Para ilmuwan masih terus membahas tentang subjek tersebut tanpa henti sehingga kemudian menghasilkan teori. Salah satu teori tentang alam semesta yang masih berlaku hingga awal abad dua puluh menyatakan bahwa alam semesta mempunyai ukuran yang tak terbatas. Dia ada tanpa awal, dan akan terus ada untuk selama-lamanya. Menurut pandangan yang biasa disebut model alam semesta statis, alam semesta tidak mempunyai awal atau akhir. Mengacu pada filsafat material, pandangan atau isme ini menolak adanya pencipta. Mereka berpendapat bahwa alam semesta merupakan sekumpulan zat yang konstan, stabil, dan tidak akan pernah berubah.
Selain model alam semesta statis (sebut saja filsafat statisme), ada pula pandangan kelompok materialisme. Menurutnya, sistem pemikiran yang menganggap bahwa zat itu merupakan makhluk yang mutlak. Mereka menolak segala keberadaan kecuali keberadaan zat itu sendiri. Seiring dengan berakhir pada filsafat Yunani Kuno dan semakin diterimanya materialisme ini pada abad sembilan belas, sistem pemikiran materialisme ini menjadi semakin terkenal dalam bentuk materialisme-dialektis yang digagas Karl Marx.
Pemikiran Tentang Alam Semesta
Model pemikiran tentang alam semesta abad sembilan belas menjadi basis dan landasan bagi filsafat materialis. George Politzer, dalam buku Principes Fondamentaux de Philosophie menyatakan (pendapatnya didasarkan pada model alam semesta statis) bahwa alam semesta bukanlah objek yang diciptakan. Kalau memang demikian, alam semesta pasti diciptakan sekaligus oleh Tuhan dan dijadikan dari ketiadaan. Padahal, untuk menghasilkan ciptaan, di tempat pertama, penciptanya harus menghasilkan keberadaan tersebut ketika alam semesta belum ada dan bahwa segala sesuatu muncul dari ketiadaan. Inilah yang idak dapat dijelaskan oleh ilmu.

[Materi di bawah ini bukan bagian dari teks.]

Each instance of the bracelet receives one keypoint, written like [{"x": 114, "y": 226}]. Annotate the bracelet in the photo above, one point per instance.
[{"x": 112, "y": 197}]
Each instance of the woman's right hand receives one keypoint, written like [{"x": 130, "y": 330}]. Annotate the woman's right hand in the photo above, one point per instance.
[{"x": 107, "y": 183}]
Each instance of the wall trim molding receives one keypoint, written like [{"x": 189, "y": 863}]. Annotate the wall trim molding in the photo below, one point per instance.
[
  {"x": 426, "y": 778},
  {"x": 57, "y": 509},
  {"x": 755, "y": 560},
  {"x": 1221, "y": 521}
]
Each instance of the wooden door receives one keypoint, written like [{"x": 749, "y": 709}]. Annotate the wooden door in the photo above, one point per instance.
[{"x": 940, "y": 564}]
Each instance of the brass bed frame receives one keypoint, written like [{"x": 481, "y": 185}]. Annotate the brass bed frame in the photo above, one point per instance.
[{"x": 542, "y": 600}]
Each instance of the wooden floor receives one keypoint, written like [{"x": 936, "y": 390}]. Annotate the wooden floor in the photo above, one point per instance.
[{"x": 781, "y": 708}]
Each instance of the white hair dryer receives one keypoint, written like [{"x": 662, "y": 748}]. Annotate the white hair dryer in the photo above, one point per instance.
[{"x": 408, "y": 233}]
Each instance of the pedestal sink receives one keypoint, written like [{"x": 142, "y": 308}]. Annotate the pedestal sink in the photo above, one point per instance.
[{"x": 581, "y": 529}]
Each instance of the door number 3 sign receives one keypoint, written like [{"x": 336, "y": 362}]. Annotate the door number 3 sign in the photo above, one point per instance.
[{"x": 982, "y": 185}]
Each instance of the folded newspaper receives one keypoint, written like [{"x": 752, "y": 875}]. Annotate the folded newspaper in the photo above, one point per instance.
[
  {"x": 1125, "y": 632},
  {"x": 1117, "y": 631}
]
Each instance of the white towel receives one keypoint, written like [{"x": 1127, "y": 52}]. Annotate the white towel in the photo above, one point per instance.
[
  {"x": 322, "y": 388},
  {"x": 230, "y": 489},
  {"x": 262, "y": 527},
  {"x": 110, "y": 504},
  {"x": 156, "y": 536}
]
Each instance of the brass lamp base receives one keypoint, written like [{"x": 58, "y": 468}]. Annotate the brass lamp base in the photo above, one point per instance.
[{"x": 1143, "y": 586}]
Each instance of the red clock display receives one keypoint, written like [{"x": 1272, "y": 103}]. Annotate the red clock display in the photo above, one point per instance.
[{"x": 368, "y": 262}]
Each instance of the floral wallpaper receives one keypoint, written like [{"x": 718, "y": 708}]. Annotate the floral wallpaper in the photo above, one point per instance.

Ketika Politzer menyatakan bahwa alam semesta tidak erbuat dari sesuatu yang tidak ada, ia berpijak pada teori model alam semesta statis abab sembilan. Ia mengira bahwa apa yang dikatakannya merupakan pandangan ilmiah. Fakta yang kemudian muncul, perkembanmgan ilmu dan teknologi memutarbalikan konsep-konsep lama seperti model alam semesta statis yang menjadi dasar bagi ilmuwan yang menganut paham materialisme. Kini, pada awal abad dua puluh satu, melalui serangkaian eksperimen, observasi, dan perhitungan, fisika modern telah berhasil membuktikan bahwa alam semesta ini memiliki awal. Ia diciptakan dari ketiadaan melalui ledakan yang sangat dahsyat (Big Bang).
Diciptakan
Jika alam semesta ini memiliki awal berarti makrokosmos itu bukan dihasilkan dari sesuatu yang tidak ada. Ia pasti diciptakan. Jika ciptaan itu ada (yang sebelumnya tidak ada), ia pasti membutuhkan penciptanya. Ada dari tiada itulah yang tidak dapat dipahami oleh benak (top-mind) manusia. Jadi, dapat dikatakan bahwa manusia tidak dapat memahaminya karena ia tidak mengalaminya. Karena itu, ada dari tiada itu sama sekali bukan pengumpulan objek-objek untuk membentuk objek yang baru sekaligus (seperti karya seni atau penemuan teknologi). Dalam pandangan Islam, alam semesta (univers) merupakan saslah satu ayat Allah. Dialah yang telah menciptakan segalanya dalam satu peristiwa dengan sangat sempurna. Benda-benda yang ada dan diciptakan itu sebelumnya tidak memiliki contoh. Bahkan, Dia tidak membutuhkan ruang dan waktu untuk menciptakan benda-benda itu.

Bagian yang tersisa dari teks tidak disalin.